I found a number of interesting things, including a fish vertebra, some fish scales, a number of hairs, some bone fragments, and of course, wood chips.  When I was labeling the bags, I realized it had been excavated by none other than Kevin Smith, now at the Haffenreffer, exactly 32 years and 3 months ago.

Fish vertebra
Fish vertebra
IMG_0852
Grass?
IMG_0853
Bone fragments

Tomorrow I’ll do some more.

A book about Nuvuk

I made it back from DC on Thursday night.  Friday was the usual scramble after being out of town.  Saturday night was the annual meeting of the Friends of the Library.  There was a business meeting, and a potluck dinner.  But the highlight of the meeting was the guest speaker, none other than Daniel Inulak Lum, author of the book Nuvuk, the Northernmost: Altered Land, Altered Lives in Barrow, Alaska.

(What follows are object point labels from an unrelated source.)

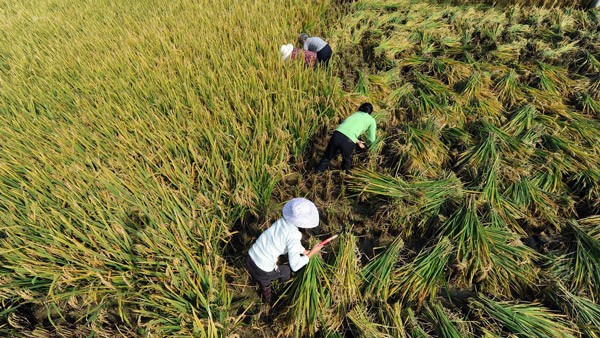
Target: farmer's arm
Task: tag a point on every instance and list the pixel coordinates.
(296, 253)
(372, 137)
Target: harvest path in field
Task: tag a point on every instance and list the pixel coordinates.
(144, 145)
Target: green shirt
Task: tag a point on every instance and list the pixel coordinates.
(356, 124)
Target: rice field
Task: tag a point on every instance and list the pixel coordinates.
(145, 145)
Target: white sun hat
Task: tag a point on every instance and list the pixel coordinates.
(301, 213)
(286, 51)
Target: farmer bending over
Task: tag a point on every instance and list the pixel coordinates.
(317, 45)
(280, 238)
(345, 137)
(289, 52)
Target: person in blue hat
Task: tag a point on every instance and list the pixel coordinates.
(283, 237)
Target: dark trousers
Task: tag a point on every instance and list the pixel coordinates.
(282, 272)
(324, 55)
(337, 143)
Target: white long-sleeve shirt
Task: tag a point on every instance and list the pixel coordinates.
(280, 238)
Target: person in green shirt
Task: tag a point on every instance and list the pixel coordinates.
(345, 137)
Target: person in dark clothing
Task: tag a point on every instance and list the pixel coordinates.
(317, 45)
(345, 138)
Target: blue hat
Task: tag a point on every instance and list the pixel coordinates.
(301, 213)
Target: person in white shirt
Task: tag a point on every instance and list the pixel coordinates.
(282, 237)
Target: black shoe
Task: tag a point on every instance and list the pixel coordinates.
(266, 295)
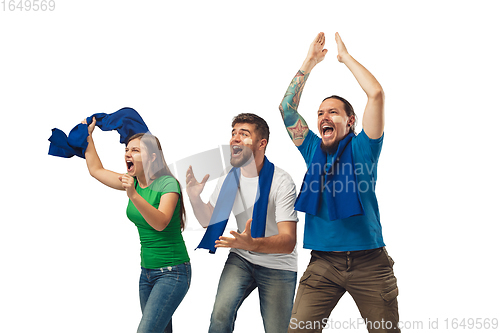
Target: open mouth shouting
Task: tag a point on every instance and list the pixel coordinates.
(236, 150)
(327, 130)
(130, 166)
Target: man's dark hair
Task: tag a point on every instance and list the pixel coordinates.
(261, 126)
(349, 110)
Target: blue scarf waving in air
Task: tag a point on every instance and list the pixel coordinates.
(126, 122)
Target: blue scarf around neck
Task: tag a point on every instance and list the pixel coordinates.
(126, 122)
(326, 176)
(225, 202)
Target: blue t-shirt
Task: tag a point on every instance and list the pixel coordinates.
(362, 232)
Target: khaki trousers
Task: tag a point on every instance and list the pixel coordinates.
(366, 275)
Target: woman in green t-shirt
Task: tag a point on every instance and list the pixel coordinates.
(156, 208)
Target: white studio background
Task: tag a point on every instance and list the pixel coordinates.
(69, 255)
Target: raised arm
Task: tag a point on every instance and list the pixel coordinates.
(202, 211)
(296, 125)
(373, 117)
(94, 164)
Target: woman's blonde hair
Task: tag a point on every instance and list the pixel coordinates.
(159, 167)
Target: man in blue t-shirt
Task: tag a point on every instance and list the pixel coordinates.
(342, 225)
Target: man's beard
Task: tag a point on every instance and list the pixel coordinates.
(244, 159)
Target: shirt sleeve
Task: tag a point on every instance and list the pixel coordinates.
(371, 147)
(166, 184)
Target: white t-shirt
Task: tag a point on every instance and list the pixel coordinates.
(280, 208)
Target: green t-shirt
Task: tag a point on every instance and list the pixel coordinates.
(159, 248)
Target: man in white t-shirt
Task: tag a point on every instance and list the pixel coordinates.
(268, 263)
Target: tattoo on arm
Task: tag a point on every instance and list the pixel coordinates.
(296, 125)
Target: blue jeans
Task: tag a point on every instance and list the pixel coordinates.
(161, 291)
(238, 279)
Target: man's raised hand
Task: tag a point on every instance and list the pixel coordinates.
(317, 52)
(341, 49)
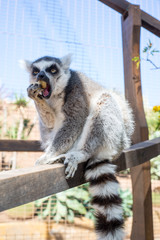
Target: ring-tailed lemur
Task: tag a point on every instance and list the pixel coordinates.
(81, 121)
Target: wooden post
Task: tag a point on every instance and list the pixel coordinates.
(142, 228)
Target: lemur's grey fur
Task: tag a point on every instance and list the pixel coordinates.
(81, 121)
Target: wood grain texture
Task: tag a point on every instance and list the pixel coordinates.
(21, 186)
(20, 146)
(142, 228)
(147, 21)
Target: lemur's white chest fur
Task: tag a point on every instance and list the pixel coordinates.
(80, 121)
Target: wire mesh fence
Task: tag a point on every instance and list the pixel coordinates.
(92, 32)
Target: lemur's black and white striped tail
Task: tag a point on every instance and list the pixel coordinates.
(104, 189)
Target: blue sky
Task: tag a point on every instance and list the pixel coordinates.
(87, 28)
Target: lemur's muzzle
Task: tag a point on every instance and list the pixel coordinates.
(43, 80)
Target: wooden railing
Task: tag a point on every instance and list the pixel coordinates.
(25, 185)
(21, 186)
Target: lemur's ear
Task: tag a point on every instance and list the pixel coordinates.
(25, 64)
(66, 61)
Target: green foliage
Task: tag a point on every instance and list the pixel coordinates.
(127, 202)
(22, 212)
(75, 202)
(66, 205)
(149, 49)
(152, 117)
(12, 132)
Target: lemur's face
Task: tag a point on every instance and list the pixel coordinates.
(55, 72)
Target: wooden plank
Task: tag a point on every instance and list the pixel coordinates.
(117, 5)
(147, 21)
(142, 228)
(133, 156)
(20, 146)
(138, 154)
(21, 186)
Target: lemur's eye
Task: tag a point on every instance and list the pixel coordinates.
(53, 70)
(35, 71)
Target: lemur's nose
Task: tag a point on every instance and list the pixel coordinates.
(41, 75)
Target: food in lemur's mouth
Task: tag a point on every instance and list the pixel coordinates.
(43, 84)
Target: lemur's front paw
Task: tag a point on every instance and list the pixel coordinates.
(45, 159)
(72, 163)
(34, 91)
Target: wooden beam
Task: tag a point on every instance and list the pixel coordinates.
(21, 186)
(142, 228)
(147, 21)
(20, 146)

Dan Lum showing slides of the photos in his book
Dan Lum showing slides of the photos in his book

Dan’s family is Nuvukmiut (that’s how it is spelled in Nuvuk dialect–it would be Nuvugmiut in Barrow dialect), originally from Nuvuk.  He ran a tour company which took tourists to Nuvuk for much of the time the Nuvuk Archaeological Project was active.  While doing that, he wound up taking a whole lot of pictures.  He has some really great animal photos, particularly of bears, as well as some really beautiful landscapes shots.  His family had to move to Fairbanks for a while for reasons connected to health of a family member, so he isn’t running the tour company any more, but it gave him an opportunity to look through his pictures and he wound up writing a book about Nuvuk and life in Barrow.

When he was running the tour company, Dan gave great tours.  He really wanted to pass on accurate information to his clients, and would stop at our excavations and talk to us, so he had the latest news.  As he said in his talk, the village is no longer there (due to erosion) so all the Nuvukmiut have to remember it by is information from oral history and archaeology.  He’d always check to see if it was OK to bring the tourists over (not if we were excavating human remains), and was always willing to bring things back and forth for us in his van.  When the Ipiutak sled runners were uncovered, Dan  stood by until we had them out of the ground around 2AM (despite having had tours all day) and then drove them very slowly back to the lab at NARL, making sure that they weren’t bounced around.  It took over an hour to go the five or so miles.  He also brought pop out for the crew on warm days.

Dan showed slides of many of the photos from the book, and talked about how he came to write a book in the first place.  He was very encouraging to audience members about writing and publishing their own books.

Dan takes questions from the audience.
Dan takes questions from the audience.

I’m going to be spending a good bit of time getting ready for International Archaeology Day, which is Saturday.